The heating capacity of the sheet heating element is proportional to the conductivity per unit width of the heating element and the square of the voltage, and is inversely proportional to the square of the length of the heating element. The thickness is changed, and the conductor electrodes are arranged and coupled so that the strips of the sheet-like material are arranged in series or in parallel.

The conductor electrode used is not preferably a material that forms a local battery by coming into contact with carbon fiber and corrodes. A foil or plate of copper, brass, stainless steel or the like having good corrosion resistance is not preferable. A thin plate of carbon fiber reinforced resin, which is preferable, can also be used.

The sheet heating element of the present invention also functions as a carbon fiber reinforced resin plate. In addition, in order to reinforce the entire structure, it is also possible to use an insulating fiber reinforcing material such as glass fiber woven fabric or aramid fiber woven fabric together to reinforce and laminate them to improve electric leakage resistance. It can be appropriately adopted depending on the application of the body.

[0012]

EXAMPLES The present invention will be specifically described below with reference to examples.
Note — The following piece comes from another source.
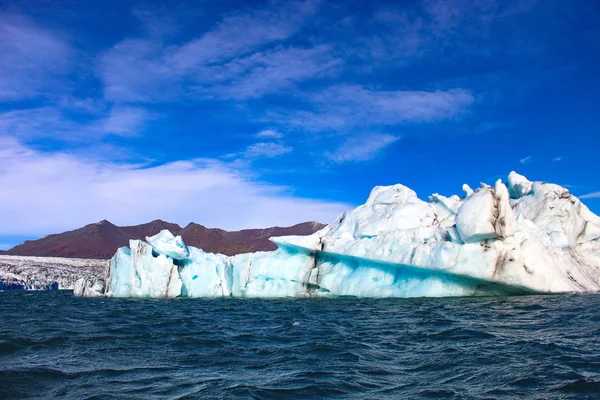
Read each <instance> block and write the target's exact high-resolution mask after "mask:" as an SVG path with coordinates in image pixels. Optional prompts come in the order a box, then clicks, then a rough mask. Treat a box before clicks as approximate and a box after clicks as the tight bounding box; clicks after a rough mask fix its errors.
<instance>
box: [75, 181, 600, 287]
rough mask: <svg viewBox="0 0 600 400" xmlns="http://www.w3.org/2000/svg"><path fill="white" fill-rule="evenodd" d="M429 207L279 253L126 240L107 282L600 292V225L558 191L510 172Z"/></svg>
mask: <svg viewBox="0 0 600 400" xmlns="http://www.w3.org/2000/svg"><path fill="white" fill-rule="evenodd" d="M463 191H464V192H465V195H464V196H463V197H459V196H457V195H453V196H451V197H444V196H442V195H439V194H433V195H431V196H430V197H429V202H425V201H423V200H420V199H419V198H418V197H417V195H416V193H415V192H414V191H412V190H411V189H409V188H407V187H406V186H403V185H393V186H385V187H383V186H378V187H375V188H374V189H373V190H372V192H371V195H370V196H369V198H368V200H367V202H366V203H365V204H364V205H362V206H359V207H357V208H356V209H354V210H350V211H348V212H346V213H344V214H343V215H341V216H340V217H339V218H338V219H337V220H336V221H335V222H333V223H332V224H330V225H328V226H327V227H325V228H323V229H322V230H320V231H318V232H316V233H314V234H312V235H310V236H287V237H274V238H271V240H272V241H273V242H274V243H275V244H277V246H278V249H277V250H275V251H272V252H258V253H249V254H240V255H236V256H232V257H227V256H224V255H222V254H212V253H206V252H204V251H202V250H201V249H197V248H194V247H189V248H188V247H187V246H186V245H185V244H184V243H183V240H182V239H181V238H180V237H173V235H171V234H170V232H168V231H163V232H161V233H160V234H158V235H156V236H154V237H151V238H147V241H148V243H146V242H144V241H140V240H131V241H130V246H129V248H127V247H123V248H120V249H119V250H118V251H117V253H116V254H115V256H114V257H113V259H112V260H111V262H110V269H109V273H108V276H107V277H106V285H105V286H104V287H103V285H104V282H100V283H98V282H95V281H93V280H87V281H85V280H82V281H80V282H79V283H78V285H77V286H76V288H75V293H76V294H79V295H82V294H83V295H84V296H85V295H94V296H97V295H102V294H103V295H105V296H114V297H154V298H161V297H167V298H171V297H221V296H223V297H228V296H235V297H285V296H360V297H418V296H436V297H437V296H473V295H506V294H526V293H561V292H591V291H598V290H600V218H599V217H598V216H596V215H595V214H593V213H592V212H591V211H590V210H589V209H588V208H587V207H586V206H585V205H584V204H582V203H581V202H580V201H579V199H577V198H576V197H575V196H573V195H572V194H571V193H569V191H568V190H567V189H565V188H563V187H561V186H558V185H554V184H548V183H543V182H530V181H529V180H527V179H526V178H525V177H523V176H521V175H519V174H517V173H515V172H511V173H510V175H509V176H508V180H507V185H505V184H504V183H502V181H501V180H498V181H497V182H496V183H495V184H494V186H489V185H486V184H482V185H481V187H480V188H478V189H476V190H472V189H471V188H470V187H468V186H467V185H463Z"/></svg>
(Embodiment 1) Electric resistivity is 10 ⁻³ Ω · cm
Polyacrylonitrile-based continuous filament carbon fibers are aligned in one direction to form an ultra-thin sheet with a thickness of 10μ, and an epoxy resin film with a basis weight of 10 g / mm ² is attached to this ultra-thin sheet leaving the end surface of the sheet. And impregnated. Then, a copper foil having a width of 10 mm and a thickness of 0.1 mm is arranged on the end surface not impregnated with the epoxy resin, and a 0.1 mm-thick glass fiber fabric epoxy resin impregnated prepreg is used as a reinforcing material on both sides of the sheet containing the copper foil. The sheets were further laminated and thermoformed in an autoclave to obtain a sheet heating element. When a connection terminal was provided on the copper foil portion of this sheet heating element and set to a power source, as shown in Table 1, various heating capabilities were obtained.

[0014]

[Table 1]

(Embodiment 2) Electric resistivity is 10 ^-3 Ω · cm
Polyacrylonitrile-based continuous filament carbon fibers are aligned in one direction to form an ultra-thin sheet with a thickness of 20μ, and an epoxy resin film with a basis weight of 30 g / mm ² is attached to this ultra-thin sheet leaving the end surface of the sheet. And impregnated. Next, a stainless steel sheet having a width of 10 mm and a thickness of 0.1 mm was placed on the end surface not impregnated with the epoxy resin, and heat-molded in an autoclave to obtain a planar heating element. This sheet heating element was laminated and simultaneously molded at the time of forming a seat mold compound of a chair for exterior bleachers to obtain a chair capable of keeping heat.

[0016]

INDUSTRIAL APPLICABILITY The sheet heating element of the present invention exhibits heat retention and anti-fog effects by being attached to chairs, desks, furniture, or in the vicinity of mirrors, and resin molded articles such as chairs. If it is integrally attached at the time of molding, it will also have a reinforcing effect. Since the sheet heating element of the present invention can be made thin, it can be deformed and can follow a curved surface.
In addition, even in the outdoors, cold or high humidity environment, there is no change in electric resistance, deterioration does not occur, and stability is excellent.

Claims (4)

[Claims] 1. A heating element using carbon fibers as an electric resistor, wherein continuous filament carbon fibers having an electric specific resistance of 10 ⁻⁴ to 10 ⁻² Ω · cm are arranged in an ultrathin sheet to form an insulating binder. And a conductor heating element integrally fixed to the end of the sheet-like material. 2. The sheet heating element according to claim 1, wherein the insulating binder is a thermosetting resin. 3. The sheet heating element according to claim 1, wherein the conductor electrode is a plate or foil made of a corrosion resistant metal. 4. The sheet heating element according to claim 1, wherein the insulating fiber reinforcing material is laminated on the heating element.